Monday, September 9, 2013

A Taut, Dark Thriller from John Rector





















Reviewed by James L. Thane
Four out of five stars

John Rector has a gift for creating noir stories in which ordinary people find themselves in difficult circumstances and are tempted into making one bad choice which then inevitably backfires, leaving them spiraling down inexorably into catastrophe.

In this case, a former Marine named Matt Caine has survived a tour in Afghanistan only to return to a civilian life that seems to assault him at almost every turn. The economy sucks and he can't find a decent job that will enable him to support his wife and daughter with any sort of dignity. Then his wife is killed in a tragic accident and his daughter is badly injured and now needs special care.
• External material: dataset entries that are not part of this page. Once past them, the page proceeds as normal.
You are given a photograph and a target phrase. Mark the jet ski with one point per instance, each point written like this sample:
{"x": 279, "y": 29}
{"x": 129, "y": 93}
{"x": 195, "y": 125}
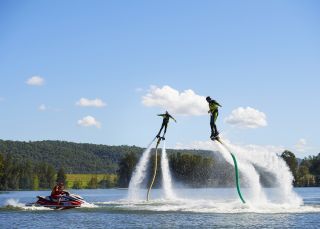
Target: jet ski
{"x": 66, "y": 202}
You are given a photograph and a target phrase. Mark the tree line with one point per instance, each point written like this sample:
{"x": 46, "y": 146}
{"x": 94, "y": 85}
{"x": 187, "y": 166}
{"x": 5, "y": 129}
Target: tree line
{"x": 307, "y": 172}
{"x": 38, "y": 165}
Caine can't afford the treatment his daughter needs; he can't make his mortgage payments and he's in danger of losing his house, sad as it is. Desperate, he borrows money from loan sharks and can't pay that back either. And if all of that weren't bad enough, his in-laws believe that they would do a better job of raising Caine's daughter and are threatening legal action to take her away from him.
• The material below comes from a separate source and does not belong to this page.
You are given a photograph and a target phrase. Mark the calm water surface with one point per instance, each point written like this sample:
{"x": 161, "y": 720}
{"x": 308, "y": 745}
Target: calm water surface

With his back up against the wall on almost every front, Caine is approached by an old friend, recently released from prison, who has a guaranteed, can't-miss scheme that will make them both rich and solve all of Matt's problems. Matt knows it's a stupid idea and initially rejects it. But in the end, seeing no alternative, he agrees to go along.

Naturally, the can't-miss scheme almost certainly will be a disaster, and the repercussions are more severe than Matt could have possibly imagined, leaving him literally in a fight for his life. To say anymore would be to say too much, but this is a taut, spare thriller that will keep you awake well into the night. Rector creates believable, sympathetic characters and he paces the story brilliantly, keeping the reader on edge virtually from the first page to the last.

John Rector just keeps getting better and better, and this book will appeal to large numbers of readers who like their crime fiction dark and nasty.